The factory he mentions was one of the dyeing factories that served as part of the Gobelins manufacture, a large business that made tapestries and cloth.  The Gobelins had been functioning in that spot since the mid 1400's and had expanded to include large factories after the industrial revolution.  Parts of these factories are now museums.  Here is the modern Avenue des Gobelins (what he refers to as the "barriere des Gobelins) where it meets the Place d'Italie.


And one of the late 19th century factory buildings, which is now the main museum for the manufacture.




“this Place Saint-Jacques, which was, as it were, predestined, and which has always been horrible, probably the most mournful spot on that mournful boulevard...”

This is where he's talking about, across the roundabout from where we started.

 
This is now a large boulevard with a divider; where the divider meets the roundabout there is now a WWI monument to the fallen of the 13th - strange that it's there when he had described that exact intersection as "the most mournful." 


And now his overall impression of this neighborhood:


“The place was unpleasant.

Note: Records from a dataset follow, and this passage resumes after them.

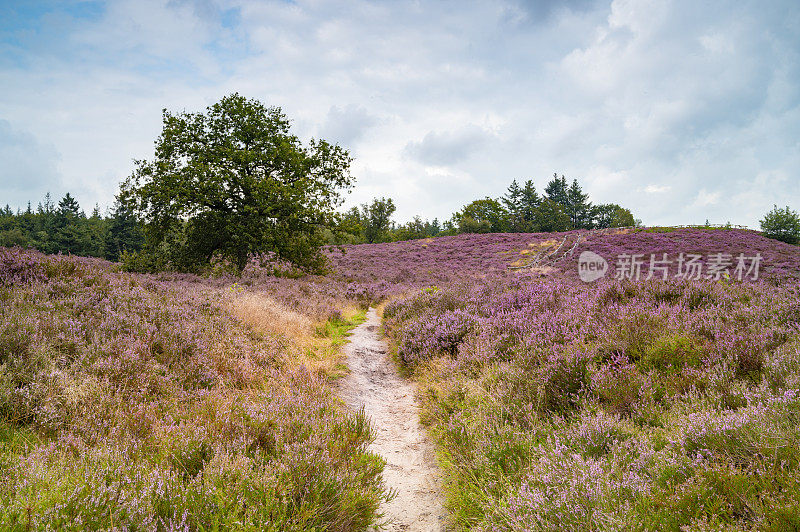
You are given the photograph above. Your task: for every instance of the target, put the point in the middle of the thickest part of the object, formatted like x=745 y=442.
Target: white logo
x=591 y=266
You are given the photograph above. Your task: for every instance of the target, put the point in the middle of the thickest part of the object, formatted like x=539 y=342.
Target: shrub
x=782 y=224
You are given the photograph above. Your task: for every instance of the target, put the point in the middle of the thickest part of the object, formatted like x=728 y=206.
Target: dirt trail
x=389 y=402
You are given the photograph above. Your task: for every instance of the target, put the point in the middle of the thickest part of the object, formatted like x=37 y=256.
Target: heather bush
x=137 y=402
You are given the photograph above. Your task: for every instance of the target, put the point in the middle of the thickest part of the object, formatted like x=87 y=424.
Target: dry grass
x=305 y=343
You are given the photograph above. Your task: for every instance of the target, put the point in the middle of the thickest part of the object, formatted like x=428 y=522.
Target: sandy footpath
x=388 y=400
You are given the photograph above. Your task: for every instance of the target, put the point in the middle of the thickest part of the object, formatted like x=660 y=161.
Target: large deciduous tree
x=233 y=182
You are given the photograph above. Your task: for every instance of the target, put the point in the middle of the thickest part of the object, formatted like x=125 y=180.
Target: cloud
x=448 y=147
x=347 y=125
x=657 y=189
x=705 y=198
x=29 y=167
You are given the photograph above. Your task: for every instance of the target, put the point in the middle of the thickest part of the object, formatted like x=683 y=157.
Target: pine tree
x=557 y=190
x=529 y=203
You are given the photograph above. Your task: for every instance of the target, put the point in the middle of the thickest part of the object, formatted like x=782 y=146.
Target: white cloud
x=440 y=103
x=657 y=189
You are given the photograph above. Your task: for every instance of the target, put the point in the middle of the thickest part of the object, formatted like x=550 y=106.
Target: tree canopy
x=233 y=182
x=782 y=224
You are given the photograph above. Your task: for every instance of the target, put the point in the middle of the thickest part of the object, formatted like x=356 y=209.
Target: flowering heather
x=616 y=405
x=128 y=401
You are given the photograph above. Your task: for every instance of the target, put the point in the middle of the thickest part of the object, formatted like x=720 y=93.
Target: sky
x=682 y=111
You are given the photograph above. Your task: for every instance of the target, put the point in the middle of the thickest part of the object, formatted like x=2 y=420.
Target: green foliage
x=782 y=224
x=376 y=219
x=233 y=182
x=482 y=216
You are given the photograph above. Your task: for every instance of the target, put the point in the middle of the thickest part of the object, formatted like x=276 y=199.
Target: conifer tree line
x=65 y=228
x=562 y=206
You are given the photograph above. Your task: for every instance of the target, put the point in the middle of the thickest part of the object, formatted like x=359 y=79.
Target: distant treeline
x=562 y=207
x=65 y=228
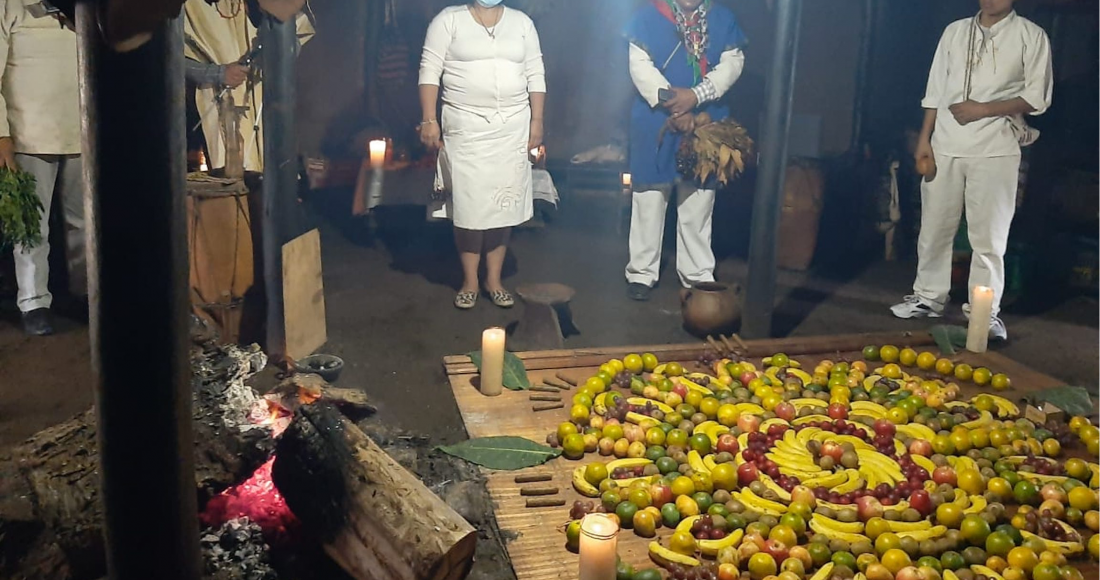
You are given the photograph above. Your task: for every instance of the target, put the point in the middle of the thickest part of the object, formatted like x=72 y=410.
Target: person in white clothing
x=488 y=61
x=988 y=73
x=684 y=56
x=40 y=133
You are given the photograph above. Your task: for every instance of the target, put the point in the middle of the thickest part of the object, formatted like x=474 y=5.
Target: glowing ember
x=256 y=499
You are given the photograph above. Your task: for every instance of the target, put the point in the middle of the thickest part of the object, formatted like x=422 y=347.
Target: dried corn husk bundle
x=718 y=149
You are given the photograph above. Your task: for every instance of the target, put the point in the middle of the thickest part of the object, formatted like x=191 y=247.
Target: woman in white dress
x=488 y=62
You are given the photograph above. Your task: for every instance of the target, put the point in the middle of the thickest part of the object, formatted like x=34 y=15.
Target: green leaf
x=502 y=452
x=948 y=338
x=20 y=209
x=515 y=373
x=1073 y=400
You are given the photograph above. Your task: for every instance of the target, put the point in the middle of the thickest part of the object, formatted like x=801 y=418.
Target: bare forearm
x=538 y=105
x=429 y=101
x=930 y=124
x=1008 y=108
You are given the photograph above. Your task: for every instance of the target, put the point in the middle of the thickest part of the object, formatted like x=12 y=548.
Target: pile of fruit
x=856 y=470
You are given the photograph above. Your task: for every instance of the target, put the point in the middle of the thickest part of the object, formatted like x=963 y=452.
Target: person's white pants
x=986 y=187
x=694 y=255
x=58 y=174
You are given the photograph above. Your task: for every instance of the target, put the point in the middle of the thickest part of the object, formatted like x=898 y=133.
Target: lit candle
x=598 y=544
x=377 y=153
x=492 y=361
x=981 y=314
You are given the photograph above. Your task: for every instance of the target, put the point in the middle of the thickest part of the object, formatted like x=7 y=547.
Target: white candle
x=981 y=314
x=492 y=374
x=377 y=153
x=598 y=545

In addition to the gloomy thoughts which assailed one there, one was conscious of being between the Salpetriere [a hospital], a glimpse of whose dome could be seen, and Bicetre [an old prison just south of Paris], whose outskirts one was fairly touching; that is to say, between the madness of women [hospital] and the madness of men [prison]. As far as the eye could see, one could perceive nothing but the slaughterhouses, the city wall, and the fronts of a few factories, resembling barracks or monasteries; everywhere about stood hovels, rubbish, ancient walls blackened like cerecloths, new white walls like [funereal] winding-sheets; everywhere parallel rows of trees, buildings erected on a line, flat constructions, long, cold rows, and the melancholy sadness of right angles. Not an unevenness of the ground, not a caprice in the architecture, not a fold. The ensemble was glacial, regular, hideous. Nothing oppresses the heart like symmetry. It is because symmetry is ennui, and ennui is at the very foundation of grief. Despair yawns. Something more terrible than a hell where one suffers may be imagined, and that is a hell where one is bored. If such a hell existed, that bit of the Boulevard de l'Hopital might have formed the entrance to it.”



Depressing, no?  I thought the above pictures might be the modern version of what he's talking about.  I wouldn't currently describe it the way he does, but this area of Paris is certainly one of the ugliest, least creative, and - he's still right about this - symmetrical in the city.

Anyway, starting at that roundabout and going south and southeast is Chinatown, and that area certainly has a more interesting energy.  I wish I had pictures of Chinese New Year there because it's fun and awesome - they have a parade of dragons and lanterns, lots of people, food everywhere, and just cool stuff.

That about sums it up for the 13th; sorry it was a rather depressing description.  I don't mind the 13th particularly, it's just not that interesting to write about!

*All the quotes are from Volume II, book IV, chapter I of Les Miserables.  For those who know the story and might be wondering, this is where Valjean rented a house after adopting Cosette, and, years later, where Marius and the Thenardiers had rented rooms just before the uprising - the implication is that Valjean wanted to get lost in the vast population of unfortunates, while Marius and the Thenardiers were forced to live in such a terrible area because of their poverty.